PROPERZIO, ELEGIA I 1

Cynthia prima suis miserum me cepit ocellis,
contactum nullis ante Cupidinibus.
Tum mihi constantis deiecit lumina fastus
et caput impositis pressit Amor pedibus,
donec me docuit castas odisse puellas
improbus, et nullo vivere consilio.
Et mihi iam toto furor hic non deficit anno,
cum tamen adversos cogor habere deos.
Milanion nullos fugiendo, Tulle, labores
saevitiam durae contudit Iasidos.
Nam modo Partheniis amens errabat in antris,
ibat et hirsutas ille videre feras;
ille etiam Hylaei percussus vulnere rami
saucius Arcadiis rupibus ingemuit.
Ergo velocem potuit domuisse puellam:
tantum in amore preces et bene facta valent.
In me tardus Amor non ullas cogitat artis,
nec meminit notas, ut prius, ire vias.
At vos, deductae quibus est fallacia lunae
et labor in magicis sacra piare focis,
en agedum dominae mentem convertite nostrae,
et facite illa meo palleat ore magis!
Tunc ego crediderim vobis et sidera et amnis
posse Cythalinis ducere carminibus.
Aut vos, qui sero lapsum revocatis, amici,
quaerite non sani pectoris auxilia.
Fortiter et ferrum saevum patiemur et ignis,
sit modo libertas quae velit ira loqui.
Ferte per extremas gentes et ferte per undas,
qua non ulla meum femina norit iter:
vos remanete, quibus facili deus annuit aure,
sitis et in tuto semper amore pares.
In me nostra Venus noctes exercet amaras,
et nullo vacuus tempore defit Amor.
Hoc, moneo, vitate malum: sua quemque moretur
cura, neque assueto mutet amore locum.
Quod si quis monitis tardas adverterit auris,
heu referet quanto verba dolore mea!

Un anno è passato da quando Cinzia ha conquistato il giovane poeta con la bellezza dei suoi occhi, ma lui non è felice (miserum me, v. 1), perché avverte opprimente sul suo collo il giogo d’Amore, senza peraltro riuscire a soddisfare la sua passione, dato che la sua donna lo rifiuta.
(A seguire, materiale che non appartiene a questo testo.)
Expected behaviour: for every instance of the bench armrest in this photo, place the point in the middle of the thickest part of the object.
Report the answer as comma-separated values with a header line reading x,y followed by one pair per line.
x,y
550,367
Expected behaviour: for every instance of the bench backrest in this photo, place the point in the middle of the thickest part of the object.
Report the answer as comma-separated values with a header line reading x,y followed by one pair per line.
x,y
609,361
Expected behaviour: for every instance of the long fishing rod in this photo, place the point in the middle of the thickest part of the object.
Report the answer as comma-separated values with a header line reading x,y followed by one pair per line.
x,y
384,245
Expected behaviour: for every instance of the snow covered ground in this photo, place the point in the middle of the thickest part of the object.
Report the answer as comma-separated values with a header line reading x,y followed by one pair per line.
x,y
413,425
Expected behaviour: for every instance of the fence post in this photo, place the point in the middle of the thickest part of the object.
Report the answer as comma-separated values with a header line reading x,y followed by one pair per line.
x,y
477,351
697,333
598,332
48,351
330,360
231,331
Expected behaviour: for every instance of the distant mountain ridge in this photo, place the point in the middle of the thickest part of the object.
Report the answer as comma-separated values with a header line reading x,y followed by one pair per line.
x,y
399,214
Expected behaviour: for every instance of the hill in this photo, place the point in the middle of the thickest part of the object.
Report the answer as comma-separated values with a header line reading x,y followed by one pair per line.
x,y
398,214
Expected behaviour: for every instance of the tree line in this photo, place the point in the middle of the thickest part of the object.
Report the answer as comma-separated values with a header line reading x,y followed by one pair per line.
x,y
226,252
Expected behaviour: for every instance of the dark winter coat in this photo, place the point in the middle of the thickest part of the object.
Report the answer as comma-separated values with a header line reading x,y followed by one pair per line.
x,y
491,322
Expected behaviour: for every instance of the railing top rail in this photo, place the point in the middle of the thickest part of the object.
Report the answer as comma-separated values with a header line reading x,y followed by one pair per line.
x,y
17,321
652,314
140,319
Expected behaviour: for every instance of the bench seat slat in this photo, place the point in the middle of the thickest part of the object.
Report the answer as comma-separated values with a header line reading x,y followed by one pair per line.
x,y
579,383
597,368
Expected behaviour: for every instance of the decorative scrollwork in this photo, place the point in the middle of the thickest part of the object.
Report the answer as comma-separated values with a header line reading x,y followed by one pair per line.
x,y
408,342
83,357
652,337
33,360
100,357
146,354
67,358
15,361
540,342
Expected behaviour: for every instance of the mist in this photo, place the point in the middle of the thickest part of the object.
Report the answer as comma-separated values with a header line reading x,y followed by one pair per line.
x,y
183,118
Questa situazione senza sbocchi lo sta logorando al punto di fargli perdere la razionalità e l’equilibrio interiore. La sua vicenda sembra proprio quella dei mitici Milanione e Atalanta, solo che Milanione alla lunga, con preghiere e con servigi, era riuscito a piegare la dura scorza della vergine cacciatrice, mentre nessuna tecnica di conquista risulta utile al poeta. Che fare allora? Affidarsi, come tanti, alle maghe e ai loro riti magici per tentare di far cambiare opinione all’amata? Sarebbe la volta che finirebbe per credere ai loro millantati poteri. Meglio forse ricorrere a quegli amici già da tempo preoccupati per il suo stato e affrontare con il loro aiuto ogni cura medica che possa riuscire a farlo tornare in sé; oppure, se necessario, partire con loro per un lungo viaggio allo scopo di dimenticare Cinzia. Non tutti, però, lo devono seguire; c’è chi si deve ben guardare dall’allontanarsi da Roma, lasciando sola la persona che ama: sono gli innamorati felici, quelli cui il dio Amore ha concesso una relazione gioiosa e concorde. A loro il poeta rivolge nel finale un accorato appello: apprezzate la vostra fortuna, rimanete fedeli alla vostra passione, senza andare in cerca di altre avventure, che potrebbero riservarvi delusioni e sofferenze, proprio come ora sta capitando a me.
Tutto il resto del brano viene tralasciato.